As stated, the PE exam is a loooooooooong way off - and, in it, you will have several "areas" of experience and expertise. You are NOT expected to answer every question on the PE exam, nor answer even the ones you do 100% "perfect". But, what you do answer, you should be able to answer well. They should be in your experience areas (HX, PV, fluids, steam, power generation, HVAC, piping, mechanical movements, auto, hydraulics, machining, mechanicas, etc.)

There's a reason you can't take the exam until several years of real life are under your belt.
 
Racookpe1978,

The PE has changed quite a bit. Today, it looks basically like the FE exam. 40 questions in the morning and 40 in the afternoon. It's all multiple choice. So you have to answer 100% perfect, otherwise, you get no credit at all for that questions.

The questions may or may not be in the candidates experience areas. In my engineering experience, I rarely do calculations and can't say that anything I did on the job prepared me for the PE. I chose the afternoon exam based on the subjects I was best at in college and refreshed on those. They aren't remotely related to what I do at work each day.
 
To clarify, I meant that you either answer each question right or wrong. Obviously you don't have to get 100% on all the questions, but each question is either a 100% or 0%.
 
Thank you for the update: My PE exam was late 80's: A very large selction of essay/problem questions to choose from in each session, but you had to answer 4x in the morning session, and another 4x in the afternoon session. No more than 2 could be in safety/QA/planning or "soft" management-type essay questions.

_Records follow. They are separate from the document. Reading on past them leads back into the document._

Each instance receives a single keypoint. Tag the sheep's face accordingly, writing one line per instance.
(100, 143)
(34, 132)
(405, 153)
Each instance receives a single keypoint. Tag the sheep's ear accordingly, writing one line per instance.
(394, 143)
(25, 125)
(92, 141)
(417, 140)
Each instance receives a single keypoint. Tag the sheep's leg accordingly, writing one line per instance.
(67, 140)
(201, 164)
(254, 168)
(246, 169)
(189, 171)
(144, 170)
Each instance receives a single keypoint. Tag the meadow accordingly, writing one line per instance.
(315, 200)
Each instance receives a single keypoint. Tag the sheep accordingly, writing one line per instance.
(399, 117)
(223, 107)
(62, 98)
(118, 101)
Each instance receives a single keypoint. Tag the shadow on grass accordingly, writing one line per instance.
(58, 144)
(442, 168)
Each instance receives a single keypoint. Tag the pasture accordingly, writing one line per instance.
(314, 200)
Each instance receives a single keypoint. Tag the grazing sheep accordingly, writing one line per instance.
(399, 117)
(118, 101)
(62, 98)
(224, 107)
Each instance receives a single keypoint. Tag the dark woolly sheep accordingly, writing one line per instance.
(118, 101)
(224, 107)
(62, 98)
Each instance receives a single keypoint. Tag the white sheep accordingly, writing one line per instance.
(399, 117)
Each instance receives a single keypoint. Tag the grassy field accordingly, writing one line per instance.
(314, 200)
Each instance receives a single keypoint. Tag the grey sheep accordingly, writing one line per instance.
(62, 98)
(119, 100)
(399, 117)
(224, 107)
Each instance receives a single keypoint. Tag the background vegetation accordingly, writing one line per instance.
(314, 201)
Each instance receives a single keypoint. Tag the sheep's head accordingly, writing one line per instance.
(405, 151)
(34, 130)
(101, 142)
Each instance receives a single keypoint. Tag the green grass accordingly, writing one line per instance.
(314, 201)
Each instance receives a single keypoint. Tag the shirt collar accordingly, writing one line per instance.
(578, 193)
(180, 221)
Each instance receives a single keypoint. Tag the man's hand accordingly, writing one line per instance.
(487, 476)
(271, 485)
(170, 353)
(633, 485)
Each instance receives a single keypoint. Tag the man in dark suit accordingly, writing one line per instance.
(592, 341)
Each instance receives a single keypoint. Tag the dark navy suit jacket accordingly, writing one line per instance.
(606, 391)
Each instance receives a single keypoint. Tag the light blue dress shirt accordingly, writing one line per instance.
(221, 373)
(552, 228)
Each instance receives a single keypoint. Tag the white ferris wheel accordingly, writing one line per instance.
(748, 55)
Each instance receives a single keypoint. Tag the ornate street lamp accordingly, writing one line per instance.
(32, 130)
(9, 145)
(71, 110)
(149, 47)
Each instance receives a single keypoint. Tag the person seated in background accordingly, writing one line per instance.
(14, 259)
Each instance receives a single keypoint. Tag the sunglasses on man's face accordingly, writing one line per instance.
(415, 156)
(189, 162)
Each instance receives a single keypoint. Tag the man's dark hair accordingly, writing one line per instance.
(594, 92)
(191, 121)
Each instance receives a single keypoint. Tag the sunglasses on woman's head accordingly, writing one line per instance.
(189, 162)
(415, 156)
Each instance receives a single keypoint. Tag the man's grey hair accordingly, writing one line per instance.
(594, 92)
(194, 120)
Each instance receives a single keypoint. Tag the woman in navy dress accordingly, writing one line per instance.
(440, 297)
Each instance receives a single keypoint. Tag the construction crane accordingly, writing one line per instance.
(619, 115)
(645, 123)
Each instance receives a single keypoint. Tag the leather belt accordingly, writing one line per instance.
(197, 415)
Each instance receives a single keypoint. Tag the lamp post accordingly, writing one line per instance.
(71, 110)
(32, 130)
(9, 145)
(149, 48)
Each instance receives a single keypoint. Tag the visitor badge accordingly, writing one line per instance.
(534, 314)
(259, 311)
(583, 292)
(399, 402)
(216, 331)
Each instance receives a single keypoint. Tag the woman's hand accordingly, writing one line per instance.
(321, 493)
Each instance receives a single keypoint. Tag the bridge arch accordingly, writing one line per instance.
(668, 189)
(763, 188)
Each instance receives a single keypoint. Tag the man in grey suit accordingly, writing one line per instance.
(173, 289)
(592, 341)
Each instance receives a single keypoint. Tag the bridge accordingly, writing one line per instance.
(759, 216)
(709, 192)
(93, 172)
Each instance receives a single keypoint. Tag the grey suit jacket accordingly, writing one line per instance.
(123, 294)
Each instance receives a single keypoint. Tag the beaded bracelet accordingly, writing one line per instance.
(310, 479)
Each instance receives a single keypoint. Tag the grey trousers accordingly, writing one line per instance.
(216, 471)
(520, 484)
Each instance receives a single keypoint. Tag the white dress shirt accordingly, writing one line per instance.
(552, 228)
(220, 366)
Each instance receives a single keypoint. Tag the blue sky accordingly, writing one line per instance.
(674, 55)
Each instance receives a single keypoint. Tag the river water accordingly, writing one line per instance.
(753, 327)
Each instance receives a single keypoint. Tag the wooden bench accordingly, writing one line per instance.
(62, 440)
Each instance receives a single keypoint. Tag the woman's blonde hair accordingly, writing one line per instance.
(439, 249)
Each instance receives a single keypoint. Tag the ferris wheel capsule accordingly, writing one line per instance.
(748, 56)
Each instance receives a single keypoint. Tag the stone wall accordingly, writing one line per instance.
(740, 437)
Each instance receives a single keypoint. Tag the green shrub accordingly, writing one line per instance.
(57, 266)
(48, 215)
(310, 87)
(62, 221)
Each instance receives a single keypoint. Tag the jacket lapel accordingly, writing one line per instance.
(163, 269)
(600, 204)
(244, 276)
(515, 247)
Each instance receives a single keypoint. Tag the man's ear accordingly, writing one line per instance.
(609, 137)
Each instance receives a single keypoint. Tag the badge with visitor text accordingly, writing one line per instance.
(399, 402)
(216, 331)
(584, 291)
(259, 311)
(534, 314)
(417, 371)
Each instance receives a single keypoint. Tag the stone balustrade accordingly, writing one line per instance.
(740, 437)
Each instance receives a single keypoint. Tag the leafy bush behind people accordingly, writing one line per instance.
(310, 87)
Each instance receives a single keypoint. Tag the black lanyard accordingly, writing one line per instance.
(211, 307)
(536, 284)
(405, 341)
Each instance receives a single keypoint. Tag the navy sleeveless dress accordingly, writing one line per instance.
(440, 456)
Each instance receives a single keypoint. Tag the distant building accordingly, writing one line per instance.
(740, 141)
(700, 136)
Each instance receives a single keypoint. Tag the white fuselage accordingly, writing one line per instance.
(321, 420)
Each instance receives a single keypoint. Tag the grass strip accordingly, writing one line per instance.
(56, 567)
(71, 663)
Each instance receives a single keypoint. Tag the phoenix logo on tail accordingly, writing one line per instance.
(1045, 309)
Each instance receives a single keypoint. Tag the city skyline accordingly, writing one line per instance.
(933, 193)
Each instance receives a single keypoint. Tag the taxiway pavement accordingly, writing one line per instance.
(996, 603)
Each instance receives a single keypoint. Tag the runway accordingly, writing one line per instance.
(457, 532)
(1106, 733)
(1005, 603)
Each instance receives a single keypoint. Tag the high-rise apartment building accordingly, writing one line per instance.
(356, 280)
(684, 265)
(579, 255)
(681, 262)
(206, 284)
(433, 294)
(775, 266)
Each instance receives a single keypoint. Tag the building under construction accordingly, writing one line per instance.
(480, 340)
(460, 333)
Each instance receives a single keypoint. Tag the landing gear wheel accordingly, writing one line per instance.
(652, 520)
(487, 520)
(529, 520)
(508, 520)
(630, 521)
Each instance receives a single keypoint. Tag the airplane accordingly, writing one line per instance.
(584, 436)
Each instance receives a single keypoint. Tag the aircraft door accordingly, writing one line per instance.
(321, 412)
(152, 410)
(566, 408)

For the nuke engineer exam, as I recall, at least one had to be in radiation control; most of the remainder I chose from the various heat transfer, loss-of-coolant, heat gain after shutdown, reactor flux and fluid dynamics type problems.

Funniest thing was the selection of reference books brought in: I walked in with only 6 books and a handful of selected single-sheet formula guides in heat transfer - but I knew those few pretty well. Most of the others being tested brought in hand-carts full of books - and I got the impression that most spent a LOT of time madly flipping through their stack of books looking for a elusive complete formula or equation to perfectly solve their problem.

Rather, I went back to basics, listed my assumptions and simplifying approximations, listed the primary equations, and then plugged and chugged through to an answer in the units I wanted.

At the time, my first registration was from TX, who did not require a second exam but who DID require direct supervision of engineering projects BY a registered nuclear engineer for the full years needed; but my second license from from GA - who DID require both exams, but who did not require a nuclear PE be among the engineers signing for me. (So I got an electrical controls PE to be one of the references.) Since then, TX requires both exams.

As pointed out above, you MUST look closely at the actual state the OP is living in.)